日本OpenStackユーザ会は2018年7月5日、「OpenStack Days Tokyo 2018」開催概要を発表した。OpenStack Days Tokyoはクラウドコンピューティング向けOSS(Open Source Software)である「OpenStack」関連のトピックを扱う専門コンファレンスであり、2018年は8月2~3日、東京・中央区日本橋のベルサール東京日本橋で開催される。クラウドネイティブなアプリを動かす技術を幅広く扱う「Cloud Native Days Tokyo」も併催される。

 開催概要の記者会見では、日本OpenStackユーザ会の会長である水野伸太郎氏(NTTソフトウェアイノベーションセンタ)が登壇。2018年5月にカナダ・バンクーバーで開催された「OpenStack Summit Vancouver 2018」で話題になったトピックを踏まえて、OpenStackの最新動向およびOpenStackプロジェクトを主催する非営利団体「OpenStack Foundation」がどのような方向に動いているかを報告した。

日本OpenStackユーザ会会長の水野伸太郎氏(左)とOpenStack Days/Cloud Native Days Tokyo 2018実行委員長の長谷川章博氏(右)

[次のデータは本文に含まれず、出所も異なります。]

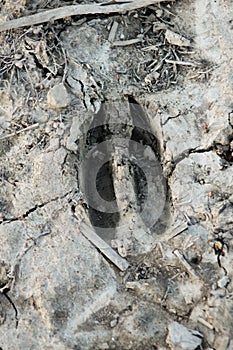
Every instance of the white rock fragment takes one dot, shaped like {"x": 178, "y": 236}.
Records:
{"x": 223, "y": 282}
{"x": 182, "y": 338}
{"x": 58, "y": 97}
{"x": 176, "y": 39}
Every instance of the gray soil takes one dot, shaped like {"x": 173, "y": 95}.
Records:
{"x": 58, "y": 79}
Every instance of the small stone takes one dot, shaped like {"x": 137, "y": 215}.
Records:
{"x": 182, "y": 338}
{"x": 58, "y": 97}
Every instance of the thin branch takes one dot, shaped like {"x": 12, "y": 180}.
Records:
{"x": 77, "y": 10}
{"x": 104, "y": 248}
{"x": 30, "y": 127}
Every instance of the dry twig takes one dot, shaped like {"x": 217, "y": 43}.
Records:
{"x": 30, "y": 127}
{"x": 77, "y": 10}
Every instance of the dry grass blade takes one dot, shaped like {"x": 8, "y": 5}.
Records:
{"x": 76, "y": 10}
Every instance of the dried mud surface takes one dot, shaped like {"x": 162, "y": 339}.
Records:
{"x": 57, "y": 290}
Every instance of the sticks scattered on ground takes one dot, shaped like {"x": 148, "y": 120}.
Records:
{"x": 77, "y": 10}
{"x": 105, "y": 249}
{"x": 185, "y": 263}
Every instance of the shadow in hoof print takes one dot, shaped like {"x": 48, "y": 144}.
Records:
{"x": 122, "y": 178}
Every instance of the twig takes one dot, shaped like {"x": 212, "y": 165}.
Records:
{"x": 182, "y": 63}
{"x": 175, "y": 231}
{"x": 76, "y": 10}
{"x": 205, "y": 323}
{"x": 113, "y": 31}
{"x": 30, "y": 127}
{"x": 185, "y": 263}
{"x": 127, "y": 42}
{"x": 105, "y": 249}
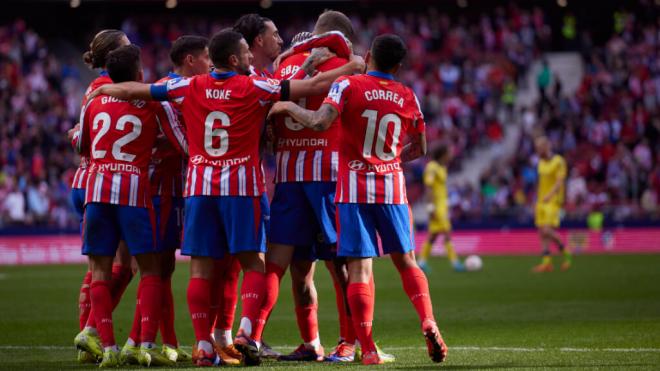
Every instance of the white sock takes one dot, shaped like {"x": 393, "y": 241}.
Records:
{"x": 246, "y": 326}
{"x": 314, "y": 344}
{"x": 91, "y": 330}
{"x": 205, "y": 346}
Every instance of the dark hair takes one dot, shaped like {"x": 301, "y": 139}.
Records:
{"x": 388, "y": 51}
{"x": 103, "y": 43}
{"x": 251, "y": 26}
{"x": 223, "y": 45}
{"x": 124, "y": 63}
{"x": 440, "y": 151}
{"x": 185, "y": 45}
{"x": 332, "y": 20}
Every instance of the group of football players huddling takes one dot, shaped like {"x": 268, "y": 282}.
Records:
{"x": 178, "y": 164}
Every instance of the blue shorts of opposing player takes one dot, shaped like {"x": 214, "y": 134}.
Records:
{"x": 105, "y": 225}
{"x": 215, "y": 225}
{"x": 169, "y": 219}
{"x": 360, "y": 224}
{"x": 303, "y": 215}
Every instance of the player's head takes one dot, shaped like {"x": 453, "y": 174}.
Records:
{"x": 261, "y": 35}
{"x": 123, "y": 64}
{"x": 386, "y": 54}
{"x": 103, "y": 43}
{"x": 543, "y": 146}
{"x": 442, "y": 154}
{"x": 190, "y": 53}
{"x": 332, "y": 20}
{"x": 228, "y": 49}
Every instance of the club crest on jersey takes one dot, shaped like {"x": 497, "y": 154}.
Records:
{"x": 357, "y": 165}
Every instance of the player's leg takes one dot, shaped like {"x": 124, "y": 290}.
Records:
{"x": 394, "y": 224}
{"x": 204, "y": 240}
{"x": 306, "y": 307}
{"x": 243, "y": 219}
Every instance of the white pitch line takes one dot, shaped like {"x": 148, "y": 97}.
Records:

 OpenStack Summit Vancouver 2018の今年のテーマは「Open Infrastructure」。水野氏によると、会場内に貼られた案内ポスターはOpen InfrastructureのロゴがOpenStackより目立つようにレイアウトされており、「OpenStackだけでなく、それを取り巻くコンテナ、CI/CD(継続的インテグレーション/継続的デプロイ)、エッジコンピューティング、NFV、HPCといった多様なユースケース、エコシステムを盛り上げていこう、そういう意図が伝わる作りになっていた」という。

 参加者数は約2600人。ピークとなった2016年(米オースチン開催)の7800人に比べて3分の1程度に減少した。これは、OpenStackの開発者向けイベントを2017年から「OpenStack PTG(Project Teams Gathering)」として分離したこと、さらにコンテナ運用ツール「Kubernetes」の専門イベント「KubeCon」が始まったことが原因だという。「KubeConの参加者とOpenStack Summitの参加者を合計すると、OpenStack Summitピーク時の6000~7000人とほぼ同じになる。インフラまわりの技術者でイベントに参加できる人数がそれぐらいなのだろう」(水野氏)。

 開発者向けイベントをPTGとして分離したことで、OpenStack Summitはユーザー向けイベントの性格を強めている。OpenStack Summit Vancouver 2018のセッションは、NFV(Network Functions Virtualization)、エッジコンピューティング、コンテナなど具体的なユースケースに特化したものになり、ユーザーが参加しやすいように、それぞれのトラックはユーザーが属する領域(職種、業種)ごとにフォーカスしたセッションで構成されていた。